First, when writing a <filter-mapping>, you can now use an asterisk in a <servlet-name> entry to represent all servlets (and thus all JSP pages as well). Previously, you could only bind one servlet at a time to a filter, like this:

 <filter-mapping>
  <filter-name>Image Filter</filter-name>
  <servlet-name>ImageServlet</servlet-name>
</filter-mapping> 

Now you can bind all servlets at once:

 <filter-mapping>
  <filter-name>Image Filter</filter-name>
  <servlet-name>*</servlet-name>  <!-- New -->
</filter-mapping> 

This proves most useful when creating general rules like, "Execute a filter on all forwards to a servlet," which is written like this:

 <filter-mapping>
  <filter-name>Dispatch Filter</filter-name>
  <servlet-name>*</servlet-name>
  <dispatcher>FORWARD</dispatcher>
</filter-mapping> 

Multiple patterns in mappings

Second, when writing a <servlet-mapping> or <filter-mapping>, you can now provide multiple match criteria in the same entry. A <servlet-mapping> previously supported just one <url-pattern> element. Now it supports more than one. For example:

 <servlet-mapping>
  <servlet-name>color</servlet-name>
  <url-pattern>/color/*</url-pattern>
  <url-pattern>/colour/*</url-pattern>
</servlet-mapping> 

Likewise, a <filter-mapping> previously allowed just one <url-pattern> or one <servlet-name>. Now it supports any number of each:

 <filter-mapping>
  <filter-name>Multipe Mappings Filter</filter-name>
  <url-pattern>/foo/*</url-pattern>
  <servlet-name>Servlet1</servlet-name>
  <servlet-name>Servlet2</servlet-name>
  <url-pattern>/bar/*</url-pattern>
</filter-mapping> 

Both these changes are syntactic sugar, but so be it.
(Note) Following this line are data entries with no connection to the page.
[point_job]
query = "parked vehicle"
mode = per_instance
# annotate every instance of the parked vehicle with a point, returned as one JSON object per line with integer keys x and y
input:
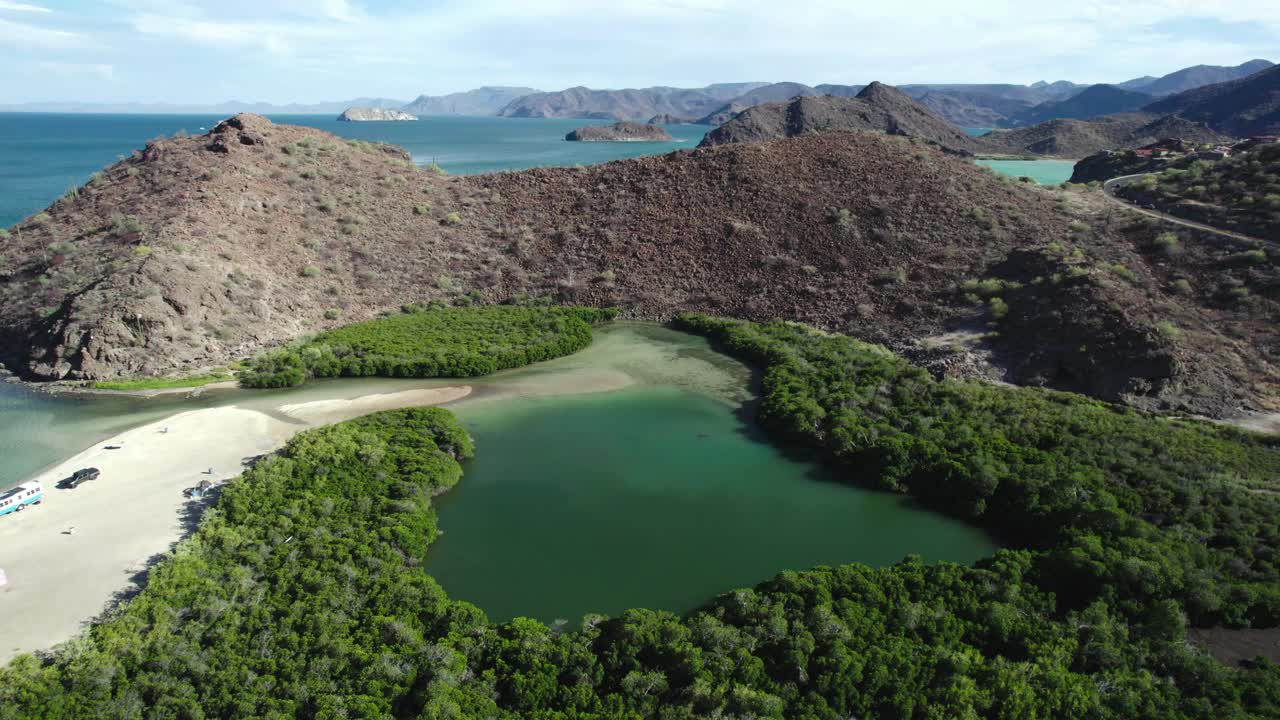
{"x": 19, "y": 497}
{"x": 78, "y": 477}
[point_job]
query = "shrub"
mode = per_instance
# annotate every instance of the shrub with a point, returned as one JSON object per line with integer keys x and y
{"x": 1166, "y": 242}
{"x": 1256, "y": 256}
{"x": 997, "y": 309}
{"x": 1123, "y": 270}
{"x": 434, "y": 341}
{"x": 1168, "y": 329}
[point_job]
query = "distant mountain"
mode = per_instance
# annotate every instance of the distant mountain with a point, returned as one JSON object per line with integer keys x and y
{"x": 1091, "y": 103}
{"x": 1193, "y": 77}
{"x": 987, "y": 105}
{"x": 1240, "y": 108}
{"x": 877, "y": 108}
{"x": 1069, "y": 137}
{"x": 480, "y": 101}
{"x": 775, "y": 92}
{"x": 229, "y": 108}
{"x": 626, "y": 104}
{"x": 374, "y": 115}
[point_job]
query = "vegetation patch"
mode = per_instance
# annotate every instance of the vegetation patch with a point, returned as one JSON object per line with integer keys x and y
{"x": 161, "y": 383}
{"x": 304, "y": 593}
{"x": 432, "y": 342}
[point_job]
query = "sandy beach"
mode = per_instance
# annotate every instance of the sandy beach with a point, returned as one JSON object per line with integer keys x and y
{"x": 58, "y": 580}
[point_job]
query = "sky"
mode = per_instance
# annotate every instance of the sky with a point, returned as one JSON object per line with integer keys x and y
{"x": 327, "y": 50}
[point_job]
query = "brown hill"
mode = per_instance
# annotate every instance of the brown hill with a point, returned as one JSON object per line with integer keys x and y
{"x": 1079, "y": 139}
{"x": 1240, "y": 108}
{"x": 201, "y": 250}
{"x": 620, "y": 132}
{"x": 877, "y": 108}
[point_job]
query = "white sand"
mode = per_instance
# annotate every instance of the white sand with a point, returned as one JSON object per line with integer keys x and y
{"x": 58, "y": 582}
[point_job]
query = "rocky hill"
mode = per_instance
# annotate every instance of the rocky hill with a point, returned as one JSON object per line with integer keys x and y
{"x": 1193, "y": 77}
{"x": 374, "y": 114}
{"x": 480, "y": 101}
{"x": 1079, "y": 139}
{"x": 625, "y": 104}
{"x": 620, "y": 132}
{"x": 877, "y": 108}
{"x": 1093, "y": 101}
{"x": 1239, "y": 194}
{"x": 201, "y": 250}
{"x": 1240, "y": 108}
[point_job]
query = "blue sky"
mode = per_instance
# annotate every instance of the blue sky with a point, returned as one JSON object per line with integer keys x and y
{"x": 311, "y": 50}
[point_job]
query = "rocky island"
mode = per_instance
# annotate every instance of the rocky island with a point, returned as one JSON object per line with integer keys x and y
{"x": 374, "y": 114}
{"x": 620, "y": 132}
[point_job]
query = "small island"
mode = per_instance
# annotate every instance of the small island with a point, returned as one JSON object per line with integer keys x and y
{"x": 668, "y": 119}
{"x": 620, "y": 132}
{"x": 374, "y": 114}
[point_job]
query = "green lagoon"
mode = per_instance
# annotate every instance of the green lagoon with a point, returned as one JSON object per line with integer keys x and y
{"x": 625, "y": 475}
{"x": 1045, "y": 172}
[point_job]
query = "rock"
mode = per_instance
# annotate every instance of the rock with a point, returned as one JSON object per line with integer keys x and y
{"x": 374, "y": 114}
{"x": 668, "y": 119}
{"x": 620, "y": 132}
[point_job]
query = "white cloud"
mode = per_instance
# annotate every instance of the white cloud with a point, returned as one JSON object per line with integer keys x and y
{"x": 21, "y": 35}
{"x": 22, "y": 7}
{"x": 99, "y": 71}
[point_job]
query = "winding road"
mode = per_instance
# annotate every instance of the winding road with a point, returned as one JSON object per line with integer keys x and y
{"x": 1110, "y": 186}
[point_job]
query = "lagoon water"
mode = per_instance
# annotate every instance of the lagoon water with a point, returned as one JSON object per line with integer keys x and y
{"x": 1045, "y": 172}
{"x": 625, "y": 475}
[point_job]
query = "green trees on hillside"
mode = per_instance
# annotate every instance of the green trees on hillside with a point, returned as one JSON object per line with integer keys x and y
{"x": 432, "y": 342}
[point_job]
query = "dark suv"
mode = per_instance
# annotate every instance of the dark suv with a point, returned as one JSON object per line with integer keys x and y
{"x": 80, "y": 477}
There's no reason we should program low carb.

HTTP method names

Lastly, you can now place any legal HTTP/1.1 method name into an <http-method> element. As you may recall, the <http-method> element specifies the methods on which a <security-constraint> entry should apply. It's historically been limited to the seven standard HTTP/1.1 methods: GET, POST, PUT, DELETE, HEAD, OPTIONS, and TRACE. However, HTTP/1.1 allows for extension methods, and WebDAV is a popular technology using extensions. With Servlet 2.5, you can now apply security constraints on any conceivable HTTP method name, standard or extension, including WebDAV methods like LOCK, UNLOCK, COPY, and MOVE.

Just don't look for doLock() or doCopy() methods if you're writing a WebDAV servlet. You'll have to write your own service() method and peek at the request.getMethod() for dispatching. You just won't have to manage your own security, thanks to this change.